Fabrice Epelboin :Les conditions d'utilisation des principaux webmails - ces longues diatribes juridiques auxquelles tout le monde consent sans jamais les lire - leur donne effectivement la possibilité de lires nos emails à leur guise. C'est ce que souligne un récent article de The Verge, mais tous ceux - ils ne sont pas nombreux - qui s'étaient donnés la peine de les lire le savaient déjà. Il ne s'agit nullement de piratage, ce qu'ils font est parfaitement légal, aussi surprenant que cela puisse paraître. Tous les grands fournisseurs de webmails, Microsoft, Google, Yahoo et consort se donnent en effet le droit d'aller lire vos mails, soit pour y placer des publicités contextuelles, soit pour des raisons aussi vagues que variées, mais parfaitement prévues dans le contrat juridique que vous avez "signé" lors de l'ouverture de votre compte.

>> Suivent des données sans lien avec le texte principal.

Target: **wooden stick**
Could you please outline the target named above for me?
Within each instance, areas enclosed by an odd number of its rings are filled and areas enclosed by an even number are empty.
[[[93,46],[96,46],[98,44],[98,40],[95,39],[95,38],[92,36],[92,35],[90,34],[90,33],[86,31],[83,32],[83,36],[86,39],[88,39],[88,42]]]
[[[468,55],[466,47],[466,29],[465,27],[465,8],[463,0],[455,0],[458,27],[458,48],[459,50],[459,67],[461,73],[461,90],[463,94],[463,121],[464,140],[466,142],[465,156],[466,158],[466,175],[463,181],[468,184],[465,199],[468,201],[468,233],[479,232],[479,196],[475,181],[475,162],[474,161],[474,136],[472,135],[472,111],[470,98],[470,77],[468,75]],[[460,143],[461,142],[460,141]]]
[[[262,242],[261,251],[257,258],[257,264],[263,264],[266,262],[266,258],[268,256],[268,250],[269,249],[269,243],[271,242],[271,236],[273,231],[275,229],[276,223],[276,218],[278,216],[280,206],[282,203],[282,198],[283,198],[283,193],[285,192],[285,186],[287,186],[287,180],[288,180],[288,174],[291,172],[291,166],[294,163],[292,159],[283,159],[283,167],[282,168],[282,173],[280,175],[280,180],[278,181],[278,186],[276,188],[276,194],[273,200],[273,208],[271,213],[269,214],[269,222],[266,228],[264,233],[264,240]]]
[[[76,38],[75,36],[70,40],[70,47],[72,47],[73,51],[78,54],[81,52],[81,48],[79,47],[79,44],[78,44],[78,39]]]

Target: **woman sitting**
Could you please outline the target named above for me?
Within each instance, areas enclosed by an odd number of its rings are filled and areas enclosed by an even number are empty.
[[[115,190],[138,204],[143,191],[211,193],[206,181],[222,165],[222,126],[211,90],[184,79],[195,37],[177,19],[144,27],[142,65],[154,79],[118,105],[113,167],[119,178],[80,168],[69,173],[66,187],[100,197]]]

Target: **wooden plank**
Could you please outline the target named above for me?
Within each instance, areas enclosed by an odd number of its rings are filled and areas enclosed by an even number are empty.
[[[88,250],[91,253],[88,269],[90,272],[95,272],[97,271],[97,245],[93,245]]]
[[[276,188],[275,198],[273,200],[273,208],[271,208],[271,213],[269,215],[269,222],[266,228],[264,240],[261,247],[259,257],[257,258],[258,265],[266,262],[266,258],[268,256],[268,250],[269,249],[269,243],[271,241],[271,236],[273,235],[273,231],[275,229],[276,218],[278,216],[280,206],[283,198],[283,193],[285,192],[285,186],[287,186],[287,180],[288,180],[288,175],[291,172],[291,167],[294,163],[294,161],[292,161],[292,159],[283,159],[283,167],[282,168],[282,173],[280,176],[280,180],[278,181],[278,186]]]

En France, la Loi de programmation militaire a donné la possibilité à une multitude de services français, comme Bercy, l'Intérieur ou Matignon, d'obtenir le contenu de la correspondance de tous les citoyens français, sans la moindre autorisation judiciaire préalable. Les fournisseurs de solution webmail français ne sont pas en reste : comme l'a montré le récent scandale impliquant Orange, le principal fournisseur d'accès internet Français travaille depuis toujours avec les services de renseignement. Il y a peu de chance qu'il en soit autrement des autres grands fournisseurs d'accès à internet.

Il faut bien réaliser qu'envoyer un mail, pour un ressortissant français utilisant un service de webmail américain, revient à gérer ses correspondances privées en utilisant des cartes postales qui n'auraient pas été mises sous enveloppe, et dont la poste, les services de renseignements français et américains, garderaient tous une photocopie.

Comment ces services opèrent-ils concrètement pour observer nos communications ?

C'est là que la métaphore de la photocopie que garderaient différents services de renseignement et différents services commerciaux trouve sa limite. Ici, on est dans le domaine du numérique, et il existe des outils pour gérer de telles quantités d'information et en faire sens, qu'il s'agisse de cibler une publicité, de lutter contre la fraude fiscale ou de détecter des menaces terroristes. C'est le coté obscur de la Big Data. Ces technologies sont de plus en plus puissantes, et ce n'est pas un hasard si un acteur comme la France a récemment décidé d'en faire une priorité. L'efficacité de la surveillance passe par la Big Data, c'est ainsi qu'on "observe" de telles quantité d'information.

Que penser en conséquence de compagnies qui proposent un service mail "anti-NSA" ? Ces offres sont-elles bidons ?

Si ces offres émanent de services américain, la réponse est oui, elles en peuvent être que bidons. Ces entreprises sont contraintes par le Patriot Act, et le service Lavabit, qui s'est sabordé l'an dernier, montre bien qu'aucune entreprise américaine n'est en mesure de dire non à la NSA.

Pour des offres émanant de la France, il convient de réaliser que depuis la signature des accords Lustre en 2010, il n'y a pas vraiment de différence entre la NSA et les services Français, au sens où des informations obtenues par l'un de ces services sera transmise sans état d'âmes à l'autre. La France a voté l'an dernier la loi de Programmation Militaire, qui donne à l'Etat français les mêmes prérogatives que celles que le Patriot Act a offert à l'Etat américain. La situation est en tout point similaire, elle est même pire pour les français dans la mesure où, théoriquement, un service comme la NSA n'est pas censé surveiller les citoyens américains, alors que la loi de programmation militaire offre la possibilité à l'Etat français de surveiller la population française sans la moindre supervision judiciaire.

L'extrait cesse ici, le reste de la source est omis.